Some people might be offended by the colloquialism boldly printed by the RGJ. The writer’s blunt truth, however, is undeniable.
Nor was the writer, Stuart Pardee of Gardnerville, a Catholic basher. Mr. Pardee deplored the selection of a man “who appears to have one agenda: maintain the status quo.” His letter added:
“As a lifelong Catholic, I am watching firsthand the slow, steady demise of the Catholic Church because it refuses to change with the times. Sixty to 70 percent of people who attend Mass are more than 60 years old. The vast majority of priests are more than 60 years old with few studying to replace them.”
Selection of a reactionary like Jorge Bergoglio of Argentina was received with joy by most Argentines. He is one of theirs. Even two UK Guardian journalists in Argentina proclaimed the election “the most radical change in the Catholic Church in more than 50 years.”

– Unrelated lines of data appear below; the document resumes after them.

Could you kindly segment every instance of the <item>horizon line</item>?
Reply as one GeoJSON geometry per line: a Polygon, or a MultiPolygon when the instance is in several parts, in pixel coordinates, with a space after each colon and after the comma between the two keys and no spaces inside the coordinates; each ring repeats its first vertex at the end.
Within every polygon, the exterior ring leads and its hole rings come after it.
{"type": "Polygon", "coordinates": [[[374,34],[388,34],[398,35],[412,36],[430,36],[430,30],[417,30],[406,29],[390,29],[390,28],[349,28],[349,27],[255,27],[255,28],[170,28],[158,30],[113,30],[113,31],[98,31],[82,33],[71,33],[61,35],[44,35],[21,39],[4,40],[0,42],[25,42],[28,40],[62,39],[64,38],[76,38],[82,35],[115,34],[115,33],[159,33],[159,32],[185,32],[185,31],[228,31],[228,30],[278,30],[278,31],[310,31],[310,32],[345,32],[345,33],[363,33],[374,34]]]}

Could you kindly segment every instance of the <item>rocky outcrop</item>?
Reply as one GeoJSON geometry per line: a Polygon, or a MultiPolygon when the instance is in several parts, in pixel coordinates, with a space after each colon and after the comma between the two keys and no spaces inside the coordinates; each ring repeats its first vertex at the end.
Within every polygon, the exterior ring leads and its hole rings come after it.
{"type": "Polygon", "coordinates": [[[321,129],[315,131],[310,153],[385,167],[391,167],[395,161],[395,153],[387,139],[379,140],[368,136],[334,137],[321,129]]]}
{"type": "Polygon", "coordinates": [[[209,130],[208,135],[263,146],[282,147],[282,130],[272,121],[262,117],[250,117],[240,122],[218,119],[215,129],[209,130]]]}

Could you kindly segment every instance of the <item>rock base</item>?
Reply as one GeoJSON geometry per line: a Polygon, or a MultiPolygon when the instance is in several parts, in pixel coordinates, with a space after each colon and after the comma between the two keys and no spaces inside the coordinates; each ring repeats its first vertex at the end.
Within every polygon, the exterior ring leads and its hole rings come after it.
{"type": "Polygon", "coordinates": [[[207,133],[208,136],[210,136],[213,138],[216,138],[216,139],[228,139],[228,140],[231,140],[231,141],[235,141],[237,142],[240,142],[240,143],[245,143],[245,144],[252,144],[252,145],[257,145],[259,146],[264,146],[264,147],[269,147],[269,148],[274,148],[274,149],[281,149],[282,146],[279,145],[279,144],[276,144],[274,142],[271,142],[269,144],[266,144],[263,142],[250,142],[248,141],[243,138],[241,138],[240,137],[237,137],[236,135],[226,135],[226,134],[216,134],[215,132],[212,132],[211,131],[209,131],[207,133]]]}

Not true. New Pope Francis is as medieval-minded as his predecessor, Benedict XVI.
Pope Francis promises:
• War on poverty. Fine.
• Opposition to perpetual war. Fine.
• Protection of the environment. Fine.
• Focus on the spiritual. Fine
Other fine qualities:
• He’s humble.
• He’s down to earth.
• He’s noted as “the slum pope.”
• He’s a simple guy, cooking his own dinner and living in an apartment rather than an opulent mansion.
• He sips mate, traditional Argentine herbal tea, with the folks in the baristas.
• He used public transport.
Moreover, he loves soccer and the tango, Argentine passions. That too is fine. But Francis refuses to address the church’s central problem: musty doctrines. Such as: Celibate priests, no women in the priesthood, opposition to birth control, opposition to condoms, opposition to gay marriage, opposition to adoption of children by gay couples, opposition to premarital sex and banning communion for divorced couples.
Francis opposes all those essentials to bring his church into the modern era for 1.2 billion Catholics worldwide.
Liberation theology? The Jesuit Francis opposes it even though it was advocated by Jesuits in Latin America 50 years ago.
The aim of liberation theology was liberation from unjust economic, political and social conditions. In other words, social justice and human rights. In America, “liberation theology” has long been espoused by the socialist aims of the Catholic Worker Movement.
Detractors call it mere “Christianized Marxism.” This is not the place to argue the pros and cons of Marxian theories. But there is far more Marx in Jesus than Christians will admit.
As the feisty Brazilian archbishop of Recife, Dom Héldes Câmara, said: “When I give food to the poor they call me a saint. When I ask why the poor have no food they call me a communist.”
Bergogilo as archbishop in Buenos Aires said of gay marriage: “Let’s not be naïve. This isn’t a simple political fight. It’s an attempt to destroy God’s plan.” As a cardinal, Bergogilo said that adoption by same-sex couples was “a war against god” and “a maneuver by the devil.”
When the Argentine Supreme Court expanded access to abortion in rape cases, Cardinal Bergoglio opposed. When Argentine President Christina Kirchner proposed legalizing gay marriage and providing free contraceptives, Cardinal Bergoglio opposed.
One critic compared his tone “to medieval times and the Inquisition.”
Jake Highton is an emeritus journalism professor at the University of Nevada, Reno.